[Printemps 1991]
par Guylaine Fortin
Comité de production
Pas évident la folie quand on y pense… Au début, on se disait : tiens, on pourrait faire un numéro un peu fou qui témoignerait des multiples états de la folie… À première vue, ça n’avait pas l’air si fou. Sauf que…
En auscultant la folie, un diagnostic s’est imposé : la folie, la vraie, s’accompagne toujours d’une grande souffrance qui augmente en même temps que l’incompréhension de l’entourage. Allions-nous jouer les thérapeutes de salon et attribuer le terme de fou à tort ou à raison ? Allions-nous perdre la tête et faire se côtoyer souffrance, détresse, loufoque et farfelu ? Non, nous n’allions pas faire des fous de nous en nous précipitant dans toutes les directions à la fois. Dans le contexte actuel, cibler la folie et en éliminer au départ les à-côtés nous parut plus sage. C’est pourquoi nous avons rejeté plusieurs documents qui portaient, notamment, sur la violence conjugale et l’itinérance.

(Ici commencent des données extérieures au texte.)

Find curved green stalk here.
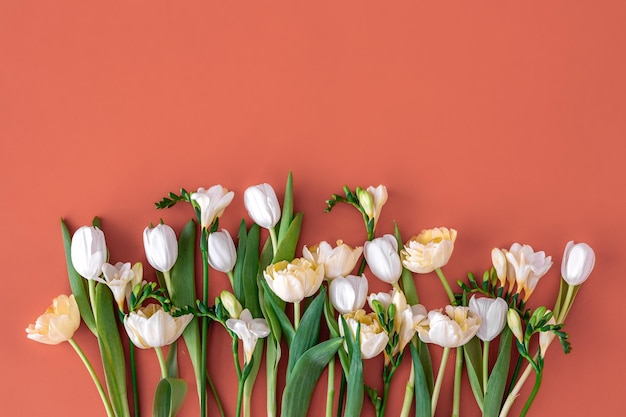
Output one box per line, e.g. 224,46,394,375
68,338,115,417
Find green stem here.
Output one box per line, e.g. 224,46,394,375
483,340,489,395
293,301,300,331
435,268,454,304
452,346,463,417
68,338,115,417
431,348,450,417
400,366,415,417
326,357,335,417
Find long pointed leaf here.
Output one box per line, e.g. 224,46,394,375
281,338,343,417
95,284,130,417
61,219,97,334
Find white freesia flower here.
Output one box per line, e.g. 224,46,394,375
339,310,389,359
191,184,235,229
143,224,178,272
208,229,237,272
243,183,280,229
263,258,324,303
400,227,456,274
561,240,596,285
363,234,402,284
506,243,552,301
102,262,135,310
26,294,80,345
70,226,107,282
469,296,509,342
302,240,363,279
226,308,270,363
124,304,193,349
418,305,480,348
329,275,368,314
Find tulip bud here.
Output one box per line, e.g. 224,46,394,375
143,224,178,273
220,290,243,319
329,275,367,314
506,308,524,343
363,235,402,284
243,184,280,229
70,226,107,281
469,296,509,342
208,229,237,272
561,240,596,285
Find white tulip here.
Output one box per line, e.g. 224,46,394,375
243,183,280,229
469,296,509,342
143,224,178,273
208,229,237,272
70,226,107,282
363,235,402,284
329,275,368,314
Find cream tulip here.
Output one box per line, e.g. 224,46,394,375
143,224,178,273
191,184,235,229
302,240,363,279
102,262,135,310
469,296,509,342
26,294,80,345
339,310,389,359
418,306,480,348
561,240,596,285
263,258,324,303
363,235,402,284
243,183,281,229
124,304,193,349
226,309,270,363
329,275,368,314
400,227,457,274
208,229,237,272
70,226,107,282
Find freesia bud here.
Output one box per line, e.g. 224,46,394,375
208,229,237,272
506,308,524,343
143,224,178,273
226,309,270,363
263,258,324,303
561,240,596,285
339,310,389,359
220,290,243,319
243,183,280,229
191,184,235,229
26,294,80,345
469,296,509,342
400,227,456,274
302,240,363,279
363,235,402,284
70,226,107,281
102,262,135,310
329,275,368,314
124,304,193,349
418,305,480,348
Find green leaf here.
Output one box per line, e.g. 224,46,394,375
463,337,484,410
281,338,343,417
95,284,130,417
483,327,513,417
410,341,432,417
61,219,97,334
152,378,187,417
287,288,326,378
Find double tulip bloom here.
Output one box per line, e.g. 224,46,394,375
400,227,456,274
26,294,80,345
302,240,363,279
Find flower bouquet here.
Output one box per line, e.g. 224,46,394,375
26,174,595,417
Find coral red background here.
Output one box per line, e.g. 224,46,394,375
0,0,626,417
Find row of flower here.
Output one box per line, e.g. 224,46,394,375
26,175,595,417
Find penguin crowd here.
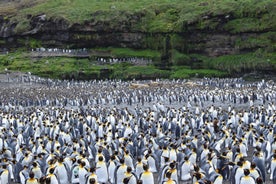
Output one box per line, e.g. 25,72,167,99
0,76,276,184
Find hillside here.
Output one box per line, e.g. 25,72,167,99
0,0,276,78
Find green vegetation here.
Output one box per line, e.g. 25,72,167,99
170,67,229,79
205,50,276,74
0,0,276,80
0,48,276,80
0,0,276,33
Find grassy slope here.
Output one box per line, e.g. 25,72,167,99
0,0,276,78
0,0,276,32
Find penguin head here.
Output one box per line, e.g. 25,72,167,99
123,177,131,184
243,169,250,176
89,178,96,184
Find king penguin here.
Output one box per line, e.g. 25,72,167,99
96,156,108,183
140,164,154,184
0,164,11,184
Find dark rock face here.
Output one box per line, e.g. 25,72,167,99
0,12,270,57
0,15,16,38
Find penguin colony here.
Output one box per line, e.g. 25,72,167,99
0,77,276,184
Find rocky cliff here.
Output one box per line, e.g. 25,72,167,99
0,0,276,60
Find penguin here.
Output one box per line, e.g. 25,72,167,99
135,157,144,176
249,162,261,180
162,171,177,184
115,158,127,184
269,152,276,180
55,157,69,183
19,165,29,184
231,161,244,184
107,155,117,183
96,156,109,183
123,166,138,184
26,171,39,184
0,164,11,184
180,156,193,181
85,167,98,184
31,162,43,178
46,168,60,184
240,169,255,184
139,164,154,184
78,161,88,184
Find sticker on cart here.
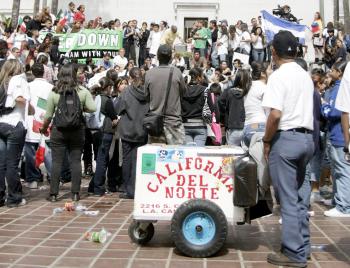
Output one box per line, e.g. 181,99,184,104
157,149,185,163
141,154,156,175
222,157,235,176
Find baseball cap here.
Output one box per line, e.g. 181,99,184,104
272,31,299,58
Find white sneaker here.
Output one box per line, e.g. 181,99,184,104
322,199,333,207
324,208,350,218
319,185,333,193
310,192,324,203
27,181,38,189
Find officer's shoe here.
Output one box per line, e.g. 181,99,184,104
267,253,307,268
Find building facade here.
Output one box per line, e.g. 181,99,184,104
0,0,342,38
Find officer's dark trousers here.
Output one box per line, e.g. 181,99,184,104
269,131,314,262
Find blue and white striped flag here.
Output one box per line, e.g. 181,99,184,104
261,10,307,45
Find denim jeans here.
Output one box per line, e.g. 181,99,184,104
0,122,26,204
226,129,243,146
185,127,207,146
122,140,144,198
268,131,314,262
252,48,265,62
243,123,266,148
331,145,350,214
50,127,85,195
211,48,220,68
45,142,72,182
88,133,113,195
107,140,123,192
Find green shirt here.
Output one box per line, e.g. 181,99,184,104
45,86,96,119
194,28,209,48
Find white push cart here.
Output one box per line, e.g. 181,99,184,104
129,145,262,257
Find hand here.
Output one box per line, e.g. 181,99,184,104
264,142,271,162
39,127,49,136
112,119,119,127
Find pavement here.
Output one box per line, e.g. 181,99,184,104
0,180,350,268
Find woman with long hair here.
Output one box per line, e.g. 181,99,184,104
311,12,324,62
41,63,96,202
251,26,266,63
321,61,350,217
243,62,268,147
119,67,149,199
216,26,229,63
0,59,31,207
181,68,211,146
219,69,251,146
88,77,118,196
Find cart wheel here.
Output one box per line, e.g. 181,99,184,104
171,199,228,258
128,221,154,245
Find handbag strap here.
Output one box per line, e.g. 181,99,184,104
210,93,216,120
162,67,174,116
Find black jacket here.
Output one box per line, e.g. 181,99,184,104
101,94,118,134
219,88,245,129
119,86,149,144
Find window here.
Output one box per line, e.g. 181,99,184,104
184,18,208,41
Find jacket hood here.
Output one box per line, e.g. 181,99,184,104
231,87,243,99
129,86,147,102
183,85,205,103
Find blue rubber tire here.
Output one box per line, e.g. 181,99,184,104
171,199,228,258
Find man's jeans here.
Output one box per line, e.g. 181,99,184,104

Vous remarquerez en outre l’absence d’une autre « folie », très en vogue par les temps qui courent, plus monstrueuse parce que plus meurtrière, la folie guerrière des messieurs Bush, Hussein et compagnie. Cette absence s’explique par la date de tombée ; nous ne pouvions prévoir pareil scénario à la mi-décembre. Néanmoins, nous savons que la folie des grandeurs de ces messieurs engendrera à son tour une armée de malades, fous du front et miséreux de la rue.
Les textes et les photos qui trouvent asile dans ce numéro témoignent tous, à leur façon, de cette inhérence de la folie. Derrière l’isolement et l’enfermement, au-delà de la prise en charge et des façades d’une autonomie malhabile, c’est toujours de souffrance et de douleur, de violence et de peine dont ils manifestent si ouvertement la présence inaltérable.
À l’ère de la désinstitionnalisation psychiatrique, des hommes et des femmes continuent de souffrir en silence, prisonniers des barreaux qu’ils ont à l’intérieur de la tête.